"This is so funny. The name doesn't make any sense. At first, I just wanted to do a story of a knight in the middle of some sort of forest. I wanted him to be sort of tribal-looking. In this case, I chose [a] very Spanish character and that was the title of 'Jibaro,' without knowing what jibaro means," Mielgo said in an interview with Comic Book Resources (CBR). "Then I started [doing] some research, and jibaro is a word that, in South America, they use in different countries with different meanings apparently. In some countries, it means some sort of wild or savage [person], and in some other countries, it means some sort of countryside person that works in the fields. I think that even in Venezuela, it has something to do with dealing [at] a high level," he says, laughing. Mielgo concludes by saying, "I just think that it's a cool catchy name. It sounds sort of exotic for some reason, so I wanted to stick with it. By the way, in the movie we never actually say who is Jibaro, which is kind of the funny thing. We assume it's him, but maybe it's not."

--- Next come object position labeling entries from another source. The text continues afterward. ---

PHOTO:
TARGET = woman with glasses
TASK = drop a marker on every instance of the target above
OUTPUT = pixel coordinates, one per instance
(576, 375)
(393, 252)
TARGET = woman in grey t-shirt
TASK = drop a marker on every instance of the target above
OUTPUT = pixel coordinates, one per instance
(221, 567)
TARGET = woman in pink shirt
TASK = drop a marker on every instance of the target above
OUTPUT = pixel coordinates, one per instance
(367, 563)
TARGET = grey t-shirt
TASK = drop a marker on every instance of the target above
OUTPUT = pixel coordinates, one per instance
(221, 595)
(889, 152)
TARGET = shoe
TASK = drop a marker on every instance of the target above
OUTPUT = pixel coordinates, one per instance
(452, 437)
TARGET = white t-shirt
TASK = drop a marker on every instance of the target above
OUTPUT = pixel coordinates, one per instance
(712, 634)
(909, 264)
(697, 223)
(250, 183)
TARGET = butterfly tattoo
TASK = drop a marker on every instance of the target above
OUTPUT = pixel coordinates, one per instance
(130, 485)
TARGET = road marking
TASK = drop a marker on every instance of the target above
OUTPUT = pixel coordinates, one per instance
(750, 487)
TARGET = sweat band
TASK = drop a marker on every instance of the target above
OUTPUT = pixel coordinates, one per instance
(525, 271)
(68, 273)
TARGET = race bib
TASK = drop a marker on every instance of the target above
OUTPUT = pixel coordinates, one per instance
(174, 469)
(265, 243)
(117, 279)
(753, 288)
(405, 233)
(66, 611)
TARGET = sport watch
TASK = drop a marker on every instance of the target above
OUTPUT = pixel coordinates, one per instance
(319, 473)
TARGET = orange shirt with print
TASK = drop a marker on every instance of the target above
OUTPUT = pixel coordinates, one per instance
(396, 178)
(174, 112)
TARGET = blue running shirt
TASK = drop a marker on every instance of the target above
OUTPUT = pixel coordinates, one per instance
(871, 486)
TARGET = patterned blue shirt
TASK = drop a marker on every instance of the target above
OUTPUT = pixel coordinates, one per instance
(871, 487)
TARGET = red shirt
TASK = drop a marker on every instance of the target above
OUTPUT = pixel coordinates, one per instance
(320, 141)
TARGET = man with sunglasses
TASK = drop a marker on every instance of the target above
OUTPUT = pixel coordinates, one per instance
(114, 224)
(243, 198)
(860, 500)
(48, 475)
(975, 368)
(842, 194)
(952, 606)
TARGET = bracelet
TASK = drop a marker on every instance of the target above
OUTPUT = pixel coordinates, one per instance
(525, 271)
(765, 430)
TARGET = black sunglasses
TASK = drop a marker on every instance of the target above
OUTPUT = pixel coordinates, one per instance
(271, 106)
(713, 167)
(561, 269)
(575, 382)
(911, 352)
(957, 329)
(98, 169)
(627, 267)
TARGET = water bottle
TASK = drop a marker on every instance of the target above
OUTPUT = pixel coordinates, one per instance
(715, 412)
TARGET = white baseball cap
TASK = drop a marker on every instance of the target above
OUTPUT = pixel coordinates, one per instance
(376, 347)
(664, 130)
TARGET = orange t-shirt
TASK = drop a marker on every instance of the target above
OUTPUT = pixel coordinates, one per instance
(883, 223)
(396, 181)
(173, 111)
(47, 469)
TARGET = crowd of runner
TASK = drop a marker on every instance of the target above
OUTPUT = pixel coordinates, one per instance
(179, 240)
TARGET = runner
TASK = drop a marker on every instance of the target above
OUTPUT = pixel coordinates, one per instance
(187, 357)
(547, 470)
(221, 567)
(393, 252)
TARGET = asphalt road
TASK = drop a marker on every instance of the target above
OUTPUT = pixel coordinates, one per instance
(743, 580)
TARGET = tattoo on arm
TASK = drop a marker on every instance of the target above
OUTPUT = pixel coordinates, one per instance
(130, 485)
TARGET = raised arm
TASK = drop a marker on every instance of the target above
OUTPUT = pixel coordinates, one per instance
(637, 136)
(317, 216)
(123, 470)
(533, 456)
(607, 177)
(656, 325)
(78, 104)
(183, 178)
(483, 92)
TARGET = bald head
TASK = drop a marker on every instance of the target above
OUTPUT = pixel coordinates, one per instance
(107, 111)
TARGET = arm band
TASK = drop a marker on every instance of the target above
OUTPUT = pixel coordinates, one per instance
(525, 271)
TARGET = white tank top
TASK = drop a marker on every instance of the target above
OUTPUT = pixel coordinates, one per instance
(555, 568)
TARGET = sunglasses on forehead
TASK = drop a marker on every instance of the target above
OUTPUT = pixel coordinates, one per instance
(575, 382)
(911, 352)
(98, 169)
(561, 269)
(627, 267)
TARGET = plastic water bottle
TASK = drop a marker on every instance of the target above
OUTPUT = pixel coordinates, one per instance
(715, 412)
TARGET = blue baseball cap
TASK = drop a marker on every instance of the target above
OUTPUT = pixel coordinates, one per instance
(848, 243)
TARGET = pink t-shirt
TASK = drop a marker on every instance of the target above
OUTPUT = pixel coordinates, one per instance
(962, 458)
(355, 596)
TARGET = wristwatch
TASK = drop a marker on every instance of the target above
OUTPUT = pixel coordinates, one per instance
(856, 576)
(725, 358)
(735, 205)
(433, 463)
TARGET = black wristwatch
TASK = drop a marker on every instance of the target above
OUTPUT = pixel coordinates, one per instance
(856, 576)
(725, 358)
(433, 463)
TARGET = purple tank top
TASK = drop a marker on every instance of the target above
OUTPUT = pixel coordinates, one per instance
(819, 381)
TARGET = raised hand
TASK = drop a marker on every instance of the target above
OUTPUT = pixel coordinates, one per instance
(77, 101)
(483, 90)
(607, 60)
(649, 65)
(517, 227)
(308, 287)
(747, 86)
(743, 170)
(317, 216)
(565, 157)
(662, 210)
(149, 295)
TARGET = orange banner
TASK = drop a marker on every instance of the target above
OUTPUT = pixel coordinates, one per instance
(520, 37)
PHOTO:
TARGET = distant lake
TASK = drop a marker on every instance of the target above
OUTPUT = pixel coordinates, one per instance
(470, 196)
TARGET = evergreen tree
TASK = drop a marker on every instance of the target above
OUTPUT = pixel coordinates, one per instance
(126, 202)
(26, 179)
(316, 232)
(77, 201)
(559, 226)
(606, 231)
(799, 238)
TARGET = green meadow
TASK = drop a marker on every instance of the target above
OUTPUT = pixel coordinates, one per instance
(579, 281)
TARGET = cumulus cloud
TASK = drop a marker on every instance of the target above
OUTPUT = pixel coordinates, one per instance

Merriam-Webster's definition of "jibaro" is "a Puerto Rican small farmer, rural worker, or laborer, especially of mountainous regions." But for Puerto Ricans, that word actually holds a lot more weight. It doesn't just mean a self-subsistence farmer - it means more than that. A jibaro is often seen as a reflection of Puerto Rican people, and in a much more positive light than folks outside of the Puerto Rican community might perceive them. The irony here is that Mielgo obviously doesn't have a clear grasp or understanding of the word's true meaning or historical context. The fact that he sees it as a "cool catchy name" that "sounds sort of exotic" is proof of that.
"That was the gut punch. I felt like all those jibaros who lost the revolt to Spain in 1868 and 1897," says writer and creator of La Borinqueña comics Edgardo Miranda-Rodriguez on Mielgo's decision to title the short "Jibaro," despite it not making sense with the content. "All those jibaros who marched in the summer of 2019 to demand that Governor Ricardo Rosselló resign as governor when La Colectiva Feminista exposed his corruption, only so Rosselló's former secretary of state would win his gubernatorial race with only 32.93 percent of the vote in the fall of 2020. Mielgo's response in that CBR interview was such a rude awakening, a reminder that until we are telling our own stories, we can expect to have our histories, experiences, and language appropriated and sold back to us."
"As a Puerto Rican, I grew up understanding that the word 'jibaro' referred to people in Puerto Rico who lived in the countryside as farmers mostly. They were the working class of Puerto Rico that faced the most loss when the archipelago was industrialized from 1950 to 1960," he says. "When I discovered Mielgo's 'Love, Death + Robots' episode 'Jibaro,' I was immediately drawn by the title. I watched the short film and was moved emotionally. I went in as a Puerto Rican viewer with full knowledge of my history and heritage, searching for a story that spoke to me."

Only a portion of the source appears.